15 Junho 2024
"Enquanto não formos capazes de sair, de nos libertar, da lógica sagrada da vingança em nome de Deus, não seremos capazes de negociar, dialogar, com os nossos inimigos de uma forma razoável e objetiva", escreve Jung Mo Sung, teólogo e cientista da religião.
Há algo “estranho”, irracional, nesta guerra de Israel e Hamas. É uma guerra “sem fim” sem sentido, tanto para israelenses e palestinos. Pois, não há como terminar com uma vitória final de uma das partes. Não há como Israel expulsar todos os palestinos da Faixa de Gaza, nem matar todos militantes de Hamas, porque, mesmo que conseguissem, sabemos que irão surgir outros com o dever de vingar a tantos palestinos assassinados ou mortos. De outro lado, o objetivo final de Hamas de fazer desaparecer o Estado de Israel e recuperar a Palestina de antes da decisão da ONU da criação de Israel também não é possível.
A única solução razoável após esses meses de guerra seria uma negociação política que leve a uma trégua e, posteriormente, a uma solução mais permanente de dois Estados nessa região. Entretanto, essa negociação política pressupõe um mínimo de cálculo racional no campo da política. O problema é que as lideranças dos dois lados parecem carecer de racionalidade política porque estão movidas pelo desejo de vingança acumulado. Eu quero refletir teologicamente essa questão da irracionalidade e da vingança nessa guerra a partir de uma afirmação de um historiador israelense.
Tom Segev, em um artigo da revista Foreign Affairs (de mai-jun/2024), fez um comentário interessante. Como ele diz, “para os israelenses, 7 de outubro de 2023 é o pior dia nos 75 anos de história do país”. Nunca antes tantos israelenses foram massacrados e feitos reféns em um único dia. Diante disso, ele diz: “Os israelenses compararam o ataque ao Holocausto; o primeiro-ministro Benjamin Netanyahu descreveu o Hamas como ‘os novos nazistas’. Em resposta, as Forças de Defesa de Israel realizaram uma campanha militar sem fim em Gaza, movida pela raiva e pelo desejo de vingança. Netanyahu promete que a IDF lutará contra o Hamas até alcançar a ‘vitória total’, embora até mesmo seus próprios militares tenham dificuldade em definir o que isso significa."

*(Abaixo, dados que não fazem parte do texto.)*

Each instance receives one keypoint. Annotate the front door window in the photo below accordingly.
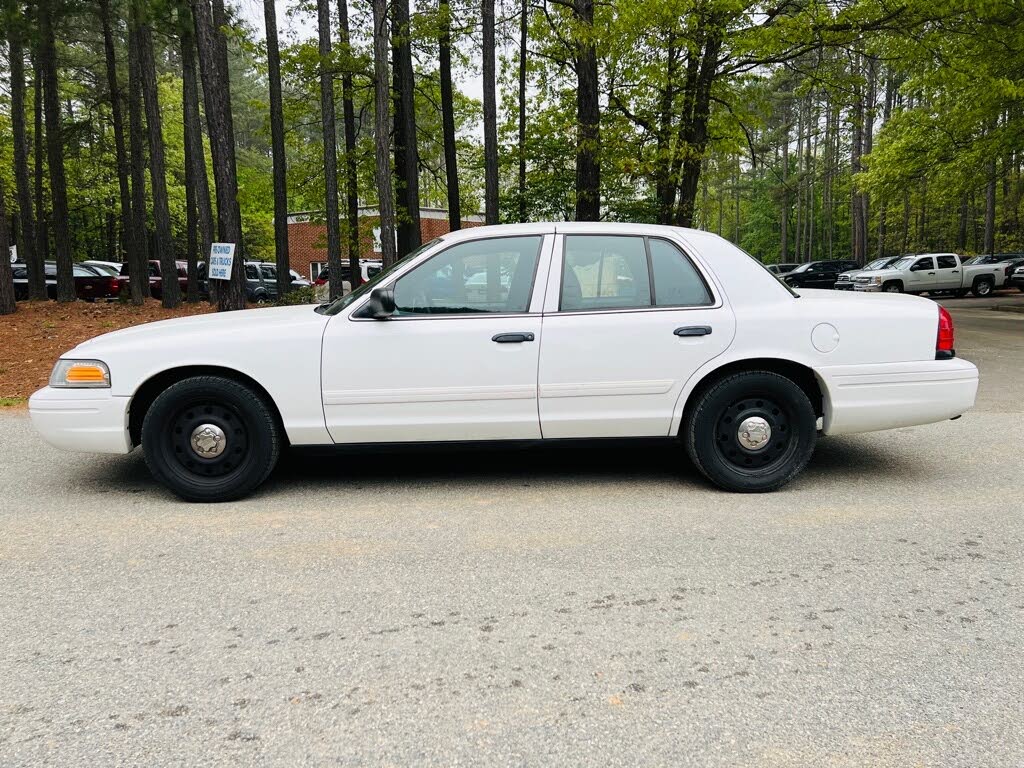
(481, 276)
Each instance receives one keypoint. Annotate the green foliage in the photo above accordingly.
(302, 295)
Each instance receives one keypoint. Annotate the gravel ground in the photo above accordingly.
(527, 607)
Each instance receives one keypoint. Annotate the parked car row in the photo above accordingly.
(90, 283)
(368, 268)
(109, 280)
(914, 273)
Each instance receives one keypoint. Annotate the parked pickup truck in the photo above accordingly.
(932, 272)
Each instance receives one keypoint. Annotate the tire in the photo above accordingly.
(712, 432)
(245, 421)
(982, 288)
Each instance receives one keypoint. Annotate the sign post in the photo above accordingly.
(221, 260)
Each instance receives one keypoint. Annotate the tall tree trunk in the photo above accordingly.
(965, 213)
(199, 214)
(54, 152)
(170, 290)
(588, 168)
(857, 223)
(693, 125)
(989, 245)
(801, 256)
(278, 147)
(7, 304)
(448, 118)
(212, 47)
(409, 190)
(381, 132)
(351, 176)
(39, 155)
(27, 244)
(523, 29)
(665, 184)
(489, 117)
(120, 153)
(330, 150)
(138, 259)
(783, 223)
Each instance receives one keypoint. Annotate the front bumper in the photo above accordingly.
(865, 398)
(87, 420)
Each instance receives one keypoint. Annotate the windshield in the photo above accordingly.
(338, 304)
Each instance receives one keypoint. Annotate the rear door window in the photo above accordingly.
(604, 272)
(677, 283)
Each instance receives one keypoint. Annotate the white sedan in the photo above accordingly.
(527, 332)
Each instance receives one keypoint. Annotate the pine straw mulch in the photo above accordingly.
(33, 338)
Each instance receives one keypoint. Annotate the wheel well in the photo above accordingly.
(800, 375)
(150, 389)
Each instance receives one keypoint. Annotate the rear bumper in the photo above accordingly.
(88, 420)
(864, 398)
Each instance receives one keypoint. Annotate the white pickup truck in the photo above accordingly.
(932, 272)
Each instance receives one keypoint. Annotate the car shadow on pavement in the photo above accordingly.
(835, 461)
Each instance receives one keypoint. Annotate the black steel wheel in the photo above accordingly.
(209, 438)
(752, 431)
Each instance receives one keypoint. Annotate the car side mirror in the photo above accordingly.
(381, 303)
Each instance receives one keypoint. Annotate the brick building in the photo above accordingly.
(307, 236)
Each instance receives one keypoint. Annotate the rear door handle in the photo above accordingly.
(512, 338)
(693, 331)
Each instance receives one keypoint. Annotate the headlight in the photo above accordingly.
(81, 374)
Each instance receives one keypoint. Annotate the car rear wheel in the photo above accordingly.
(209, 438)
(751, 432)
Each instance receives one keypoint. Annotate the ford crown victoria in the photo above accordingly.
(526, 332)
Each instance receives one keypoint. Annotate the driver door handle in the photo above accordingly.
(512, 338)
(693, 331)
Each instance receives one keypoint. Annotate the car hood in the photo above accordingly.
(223, 326)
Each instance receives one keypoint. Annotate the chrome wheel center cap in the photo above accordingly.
(754, 433)
(208, 440)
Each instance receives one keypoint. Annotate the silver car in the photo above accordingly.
(845, 280)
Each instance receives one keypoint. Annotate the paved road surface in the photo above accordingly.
(527, 608)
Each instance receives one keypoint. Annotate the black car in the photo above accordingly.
(90, 284)
(818, 273)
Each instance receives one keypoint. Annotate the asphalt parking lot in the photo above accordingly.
(528, 607)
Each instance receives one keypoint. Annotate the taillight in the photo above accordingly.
(944, 341)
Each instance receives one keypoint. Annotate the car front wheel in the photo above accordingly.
(209, 438)
(982, 288)
(751, 432)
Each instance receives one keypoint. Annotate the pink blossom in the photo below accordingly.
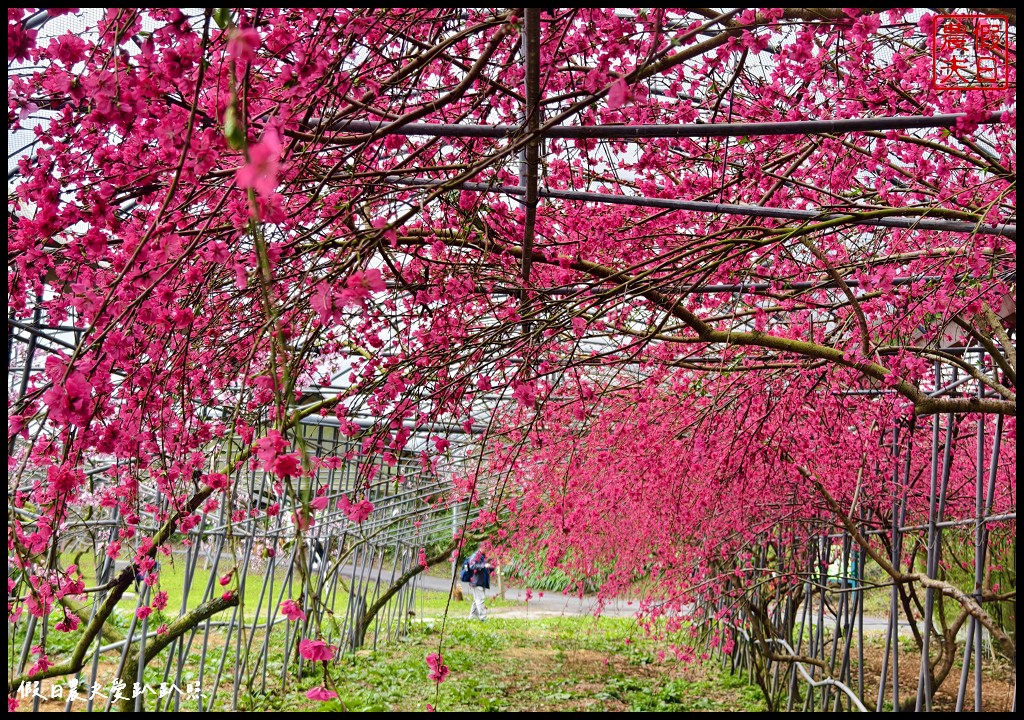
(260, 172)
(289, 465)
(438, 671)
(321, 693)
(292, 610)
(359, 286)
(356, 512)
(243, 45)
(41, 665)
(70, 403)
(316, 650)
(524, 393)
(619, 94)
(20, 42)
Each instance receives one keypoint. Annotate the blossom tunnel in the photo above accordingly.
(711, 307)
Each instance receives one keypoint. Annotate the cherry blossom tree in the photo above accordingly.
(651, 252)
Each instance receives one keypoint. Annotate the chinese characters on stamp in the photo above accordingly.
(969, 52)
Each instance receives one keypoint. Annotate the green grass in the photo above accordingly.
(510, 664)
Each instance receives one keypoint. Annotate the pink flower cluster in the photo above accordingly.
(356, 512)
(438, 671)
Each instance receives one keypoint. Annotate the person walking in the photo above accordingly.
(479, 580)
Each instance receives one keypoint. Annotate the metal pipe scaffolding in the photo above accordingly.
(1007, 230)
(634, 132)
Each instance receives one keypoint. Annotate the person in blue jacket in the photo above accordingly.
(479, 580)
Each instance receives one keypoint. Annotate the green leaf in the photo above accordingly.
(233, 131)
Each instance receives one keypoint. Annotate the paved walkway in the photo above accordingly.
(557, 604)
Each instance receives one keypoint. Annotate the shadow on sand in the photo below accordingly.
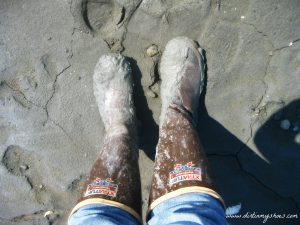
(263, 185)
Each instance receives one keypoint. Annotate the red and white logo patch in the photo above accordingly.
(184, 173)
(102, 187)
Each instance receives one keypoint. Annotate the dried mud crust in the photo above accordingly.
(182, 72)
(113, 90)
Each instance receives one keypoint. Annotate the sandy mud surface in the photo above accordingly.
(50, 129)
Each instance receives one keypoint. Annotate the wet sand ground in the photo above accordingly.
(50, 129)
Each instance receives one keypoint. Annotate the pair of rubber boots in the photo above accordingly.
(180, 164)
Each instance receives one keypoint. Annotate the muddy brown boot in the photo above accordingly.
(114, 179)
(180, 163)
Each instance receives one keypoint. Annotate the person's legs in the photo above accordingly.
(180, 163)
(114, 179)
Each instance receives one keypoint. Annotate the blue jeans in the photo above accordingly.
(188, 209)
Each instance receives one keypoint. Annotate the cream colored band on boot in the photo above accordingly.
(186, 190)
(92, 201)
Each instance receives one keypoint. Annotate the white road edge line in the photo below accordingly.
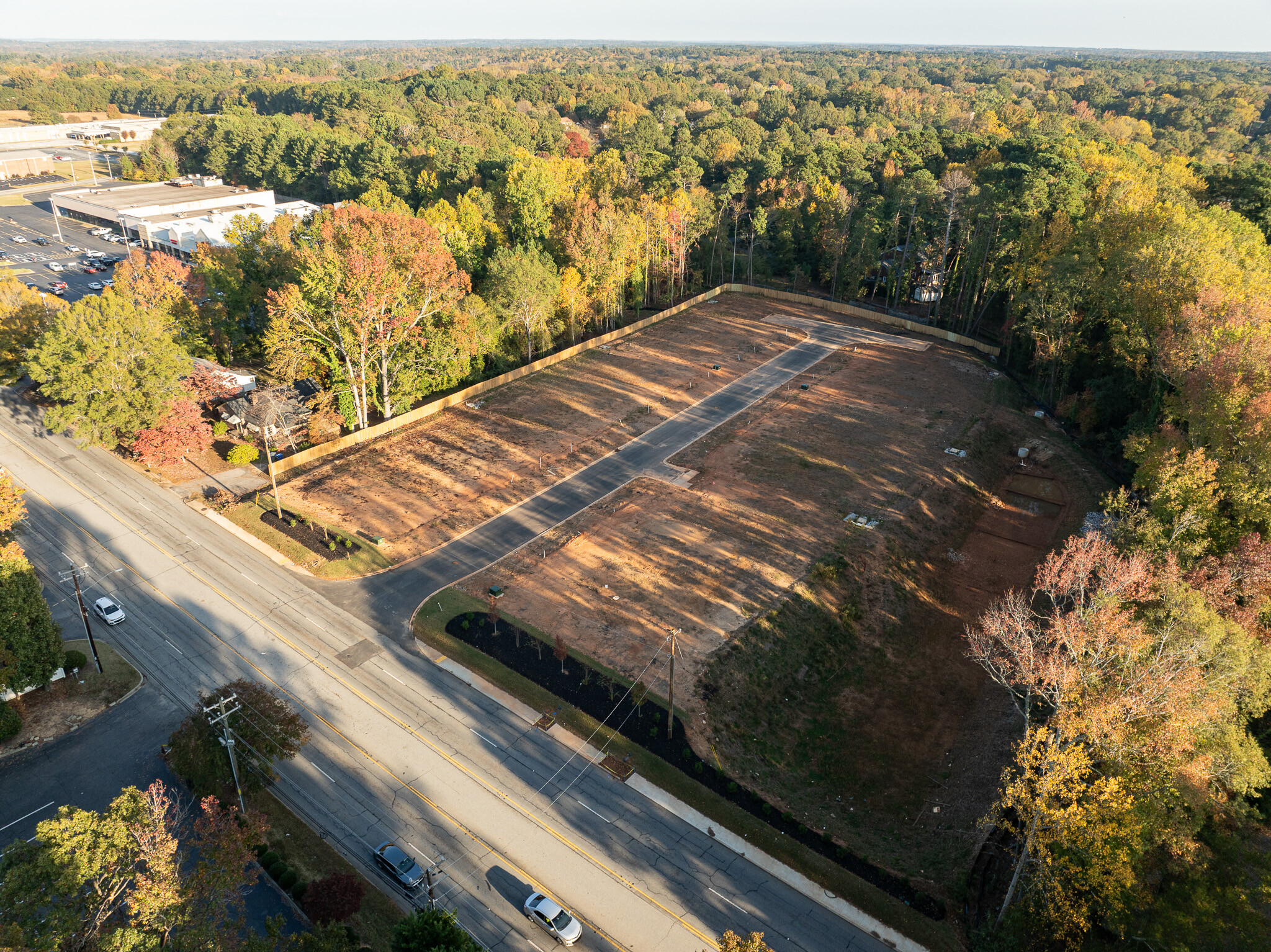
(729, 900)
(586, 807)
(31, 814)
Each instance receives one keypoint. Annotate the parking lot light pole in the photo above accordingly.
(87, 629)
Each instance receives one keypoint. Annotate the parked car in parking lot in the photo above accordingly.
(109, 611)
(552, 919)
(398, 864)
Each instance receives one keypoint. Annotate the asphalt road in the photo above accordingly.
(401, 749)
(89, 767)
(389, 599)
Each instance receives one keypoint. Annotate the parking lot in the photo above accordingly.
(30, 261)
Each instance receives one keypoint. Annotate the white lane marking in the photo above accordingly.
(729, 902)
(31, 814)
(586, 807)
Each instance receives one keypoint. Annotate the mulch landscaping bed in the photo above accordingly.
(609, 702)
(310, 536)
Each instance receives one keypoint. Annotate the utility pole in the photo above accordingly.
(269, 463)
(84, 617)
(228, 740)
(670, 713)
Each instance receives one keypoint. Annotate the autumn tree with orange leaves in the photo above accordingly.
(375, 305)
(1135, 691)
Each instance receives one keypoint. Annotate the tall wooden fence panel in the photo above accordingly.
(428, 410)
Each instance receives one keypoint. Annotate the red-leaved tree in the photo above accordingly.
(335, 897)
(182, 431)
(207, 385)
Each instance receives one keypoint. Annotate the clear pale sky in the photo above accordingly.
(1138, 24)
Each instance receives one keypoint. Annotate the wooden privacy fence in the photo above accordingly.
(428, 410)
(838, 308)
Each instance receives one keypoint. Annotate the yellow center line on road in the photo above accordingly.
(317, 660)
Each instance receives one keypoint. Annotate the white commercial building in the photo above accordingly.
(174, 217)
(128, 130)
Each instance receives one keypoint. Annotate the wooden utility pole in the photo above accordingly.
(670, 712)
(87, 629)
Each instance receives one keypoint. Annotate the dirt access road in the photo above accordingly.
(390, 599)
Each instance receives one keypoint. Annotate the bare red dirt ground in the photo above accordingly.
(910, 724)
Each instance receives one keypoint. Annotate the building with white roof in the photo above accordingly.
(174, 217)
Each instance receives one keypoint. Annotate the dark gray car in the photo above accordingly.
(398, 864)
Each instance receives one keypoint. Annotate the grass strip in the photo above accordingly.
(312, 857)
(364, 561)
(429, 628)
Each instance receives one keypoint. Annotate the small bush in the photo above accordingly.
(335, 897)
(11, 721)
(242, 454)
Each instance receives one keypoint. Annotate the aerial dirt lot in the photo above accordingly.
(426, 483)
(822, 663)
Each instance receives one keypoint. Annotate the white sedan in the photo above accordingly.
(109, 611)
(552, 919)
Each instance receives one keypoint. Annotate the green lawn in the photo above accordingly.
(312, 857)
(364, 561)
(430, 628)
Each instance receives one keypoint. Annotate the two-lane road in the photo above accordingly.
(401, 749)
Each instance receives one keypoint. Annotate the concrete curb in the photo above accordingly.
(274, 554)
(737, 844)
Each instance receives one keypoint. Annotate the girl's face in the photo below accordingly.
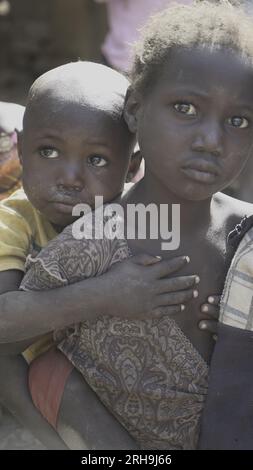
(195, 125)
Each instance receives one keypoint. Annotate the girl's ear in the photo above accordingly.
(131, 109)
(19, 144)
(135, 167)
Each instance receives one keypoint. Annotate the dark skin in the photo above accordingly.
(207, 99)
(69, 156)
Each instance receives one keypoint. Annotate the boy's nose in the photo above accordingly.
(209, 139)
(71, 178)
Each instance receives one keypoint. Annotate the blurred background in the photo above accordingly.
(36, 36)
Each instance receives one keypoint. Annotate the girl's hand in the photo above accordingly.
(145, 285)
(211, 309)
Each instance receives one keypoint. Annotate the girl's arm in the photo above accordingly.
(133, 288)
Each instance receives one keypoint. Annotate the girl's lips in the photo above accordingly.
(201, 176)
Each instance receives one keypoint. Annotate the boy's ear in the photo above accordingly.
(19, 144)
(134, 167)
(131, 109)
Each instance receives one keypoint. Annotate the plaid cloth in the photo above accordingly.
(237, 299)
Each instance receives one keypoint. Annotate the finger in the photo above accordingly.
(176, 298)
(214, 299)
(161, 311)
(145, 260)
(176, 283)
(167, 267)
(211, 310)
(209, 325)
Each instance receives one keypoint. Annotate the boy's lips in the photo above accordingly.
(63, 207)
(201, 171)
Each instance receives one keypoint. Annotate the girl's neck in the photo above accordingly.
(151, 191)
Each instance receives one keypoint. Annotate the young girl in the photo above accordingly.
(191, 104)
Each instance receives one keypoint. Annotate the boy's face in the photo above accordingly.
(71, 155)
(195, 125)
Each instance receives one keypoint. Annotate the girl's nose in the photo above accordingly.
(209, 139)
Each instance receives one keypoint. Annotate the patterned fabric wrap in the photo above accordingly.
(146, 372)
(237, 299)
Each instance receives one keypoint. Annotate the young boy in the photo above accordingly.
(191, 104)
(75, 145)
(227, 421)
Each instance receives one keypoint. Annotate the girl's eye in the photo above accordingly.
(239, 122)
(185, 108)
(96, 160)
(48, 152)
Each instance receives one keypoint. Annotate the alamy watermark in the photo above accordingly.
(137, 221)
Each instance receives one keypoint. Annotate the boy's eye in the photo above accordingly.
(96, 160)
(185, 108)
(239, 122)
(48, 152)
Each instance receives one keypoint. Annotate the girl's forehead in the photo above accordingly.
(205, 69)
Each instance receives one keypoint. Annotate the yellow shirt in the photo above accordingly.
(23, 231)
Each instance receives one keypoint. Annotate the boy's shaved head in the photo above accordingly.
(85, 84)
(75, 142)
(11, 116)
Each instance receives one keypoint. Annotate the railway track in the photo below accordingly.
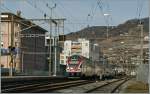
(65, 86)
(109, 87)
(44, 87)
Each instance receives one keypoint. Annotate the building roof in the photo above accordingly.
(7, 16)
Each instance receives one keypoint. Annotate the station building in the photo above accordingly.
(29, 42)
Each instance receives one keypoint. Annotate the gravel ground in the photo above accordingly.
(133, 86)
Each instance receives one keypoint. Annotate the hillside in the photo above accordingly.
(99, 32)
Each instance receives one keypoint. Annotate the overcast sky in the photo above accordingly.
(80, 13)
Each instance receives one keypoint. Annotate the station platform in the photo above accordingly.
(27, 78)
(133, 86)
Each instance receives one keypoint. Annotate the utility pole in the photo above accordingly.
(50, 37)
(141, 42)
(12, 45)
(0, 30)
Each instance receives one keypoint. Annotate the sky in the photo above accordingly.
(80, 13)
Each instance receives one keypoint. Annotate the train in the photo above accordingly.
(79, 66)
(5, 71)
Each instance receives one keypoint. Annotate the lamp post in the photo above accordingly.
(94, 59)
(50, 37)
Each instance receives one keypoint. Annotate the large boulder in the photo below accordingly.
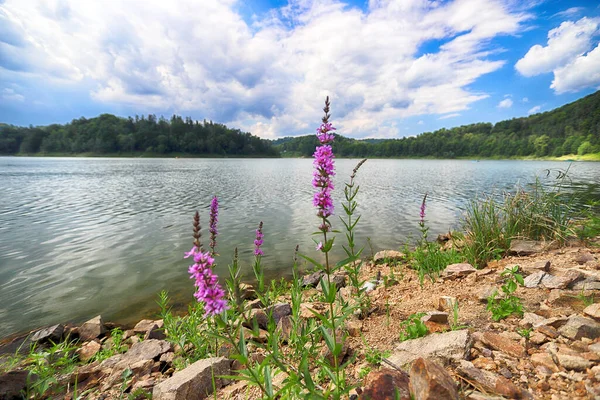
(444, 348)
(194, 382)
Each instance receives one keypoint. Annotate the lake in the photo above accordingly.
(81, 237)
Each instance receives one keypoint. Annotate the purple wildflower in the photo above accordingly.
(212, 224)
(207, 285)
(324, 170)
(258, 241)
(422, 213)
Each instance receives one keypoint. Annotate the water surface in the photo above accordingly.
(81, 237)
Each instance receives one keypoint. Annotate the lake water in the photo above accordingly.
(81, 237)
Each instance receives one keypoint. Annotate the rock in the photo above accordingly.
(194, 382)
(545, 360)
(578, 327)
(560, 282)
(13, 384)
(387, 256)
(500, 343)
(530, 319)
(593, 311)
(445, 303)
(537, 266)
(443, 348)
(534, 279)
(143, 326)
(525, 247)
(572, 362)
(312, 280)
(437, 317)
(88, 350)
(92, 329)
(584, 257)
(460, 270)
(284, 327)
(386, 384)
(53, 334)
(429, 381)
(491, 382)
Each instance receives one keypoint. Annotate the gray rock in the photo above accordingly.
(312, 280)
(525, 247)
(92, 329)
(194, 382)
(572, 362)
(52, 333)
(387, 256)
(534, 279)
(443, 348)
(429, 381)
(460, 270)
(578, 327)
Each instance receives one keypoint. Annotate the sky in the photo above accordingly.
(391, 68)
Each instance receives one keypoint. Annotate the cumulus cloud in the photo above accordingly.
(268, 75)
(506, 103)
(567, 55)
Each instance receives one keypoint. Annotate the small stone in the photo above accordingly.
(438, 317)
(460, 270)
(593, 310)
(386, 384)
(500, 343)
(53, 333)
(92, 329)
(193, 382)
(445, 303)
(575, 363)
(525, 247)
(578, 327)
(534, 279)
(88, 350)
(388, 256)
(429, 381)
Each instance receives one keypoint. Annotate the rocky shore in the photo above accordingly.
(551, 352)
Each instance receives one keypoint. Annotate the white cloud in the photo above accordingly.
(268, 76)
(565, 56)
(454, 115)
(506, 103)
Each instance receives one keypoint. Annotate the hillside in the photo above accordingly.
(571, 129)
(108, 134)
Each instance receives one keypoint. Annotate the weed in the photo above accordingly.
(510, 304)
(413, 327)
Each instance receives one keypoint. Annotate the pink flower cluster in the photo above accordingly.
(207, 283)
(324, 171)
(258, 241)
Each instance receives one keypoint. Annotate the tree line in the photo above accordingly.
(108, 134)
(571, 129)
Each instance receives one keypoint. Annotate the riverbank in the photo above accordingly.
(552, 351)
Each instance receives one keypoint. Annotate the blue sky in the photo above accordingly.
(391, 68)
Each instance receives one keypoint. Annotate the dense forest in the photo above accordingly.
(108, 134)
(571, 129)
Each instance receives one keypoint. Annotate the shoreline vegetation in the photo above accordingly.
(567, 133)
(505, 306)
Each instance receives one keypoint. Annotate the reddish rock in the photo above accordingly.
(500, 343)
(386, 384)
(430, 381)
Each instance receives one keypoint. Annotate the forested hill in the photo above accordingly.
(108, 134)
(570, 129)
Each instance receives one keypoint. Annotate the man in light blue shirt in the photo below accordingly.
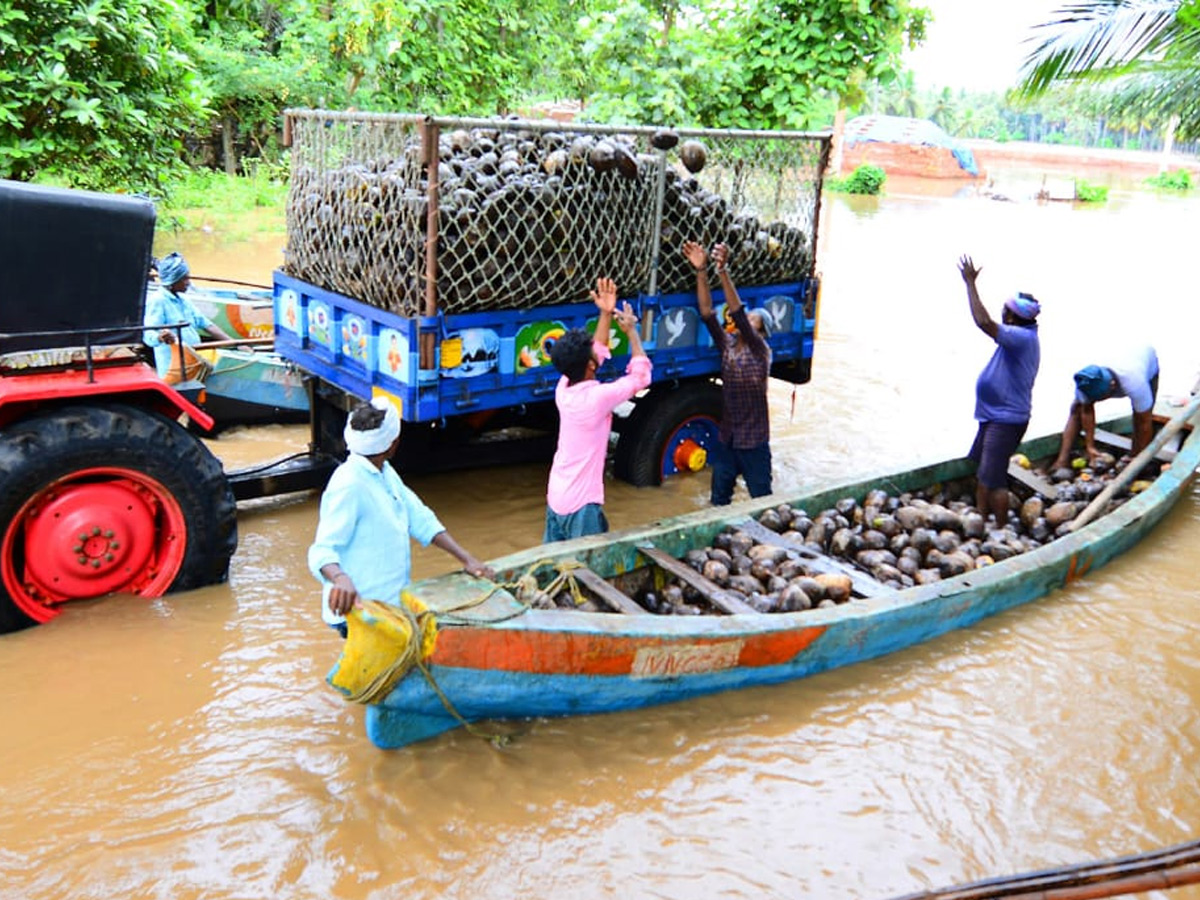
(367, 516)
(1134, 375)
(1003, 390)
(167, 306)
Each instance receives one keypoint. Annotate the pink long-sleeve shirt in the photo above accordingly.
(585, 414)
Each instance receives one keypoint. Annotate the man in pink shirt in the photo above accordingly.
(575, 496)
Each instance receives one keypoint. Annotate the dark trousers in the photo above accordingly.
(753, 463)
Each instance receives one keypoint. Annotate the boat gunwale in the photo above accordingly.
(1163, 492)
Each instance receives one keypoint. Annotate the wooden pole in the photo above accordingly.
(243, 342)
(232, 281)
(1165, 433)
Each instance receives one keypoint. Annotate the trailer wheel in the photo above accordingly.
(665, 432)
(107, 501)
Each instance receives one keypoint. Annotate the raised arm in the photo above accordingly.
(699, 259)
(978, 312)
(605, 298)
(721, 257)
(627, 321)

Sabemos que o futuro político de Netanyahu depende dessa guerra, mas essa promessa dele de lutar até alcançar a “vitória total” não é fruto somente do seu cálculo da sua sobrevivência política, mas é expressão de desejo de uma parte significativa da sociedade israelense. Vitória final significa a realização plena do desejo da vingança. O problema é saber vingança contra quem? Se fosse vingança contra Hamas, seria compreensível, pois nós seres humanos somos movidos também por vingança. A questão é que não se pode, não se justifica, matar tantos milhares de crianças, mulheres e homens civis em nome de vingar contra os militantes de Hamas.
O segredo dessa “energia” para matar e destruir essa região está na fala do primeiro-ministro: “os novos nazistas” O que se mata não são palestinos ou militantes de Hamas, mas sim “os novos nazistas”, para vingar o holocausto. E, conscientemente eu usei a expressão “o que se mata”, ao invés de “a quem se mata”, porque quando estamos na lógica da vingança absoluta, o inimigo não é visto como um ser humano, mas sim como um sub-humano. O método usado também pelos nazistas. Essa guerra é uma ou “a” oportunidade, – o “kairós” no sentido invertido da Bíblia –, que permite aos judeus que têm a sua raiva, ódio e o desejo de vingança acumulados no fundo da sua “alma”, realizar o seu “desejo e dever” de vingar.
Por outro lado, militantes do Hamas, seus simpatizantes e possíveis futuros militantes também estão esperando a oportunidade de realizar o mesmo dever sagrado de vingar os seus irmãos, pais, filhos, amigos, compatriotas mortos.
Enquanto não formos capazes de sair, de nos libertar, da lógica sagrada da vingança em nome de Deus, não seremos capazes de negociar, dialogar, com os nossos inimigos de uma forma razoável e objetiva. Nas guerras religiosas na Europa dos séculos XVI-XVII, a solução foi a separação do Estado e Igreja. Nas guerras feitas em nome de Deus, não se pode negociar uma paz, pois o seu inimigo representa o diabo. Ou se mata, ou se morre. Foi o processo de secularização – a retirada de Deus no campo da guerra e do Estado – que permitiu o fim das guerras religiosas.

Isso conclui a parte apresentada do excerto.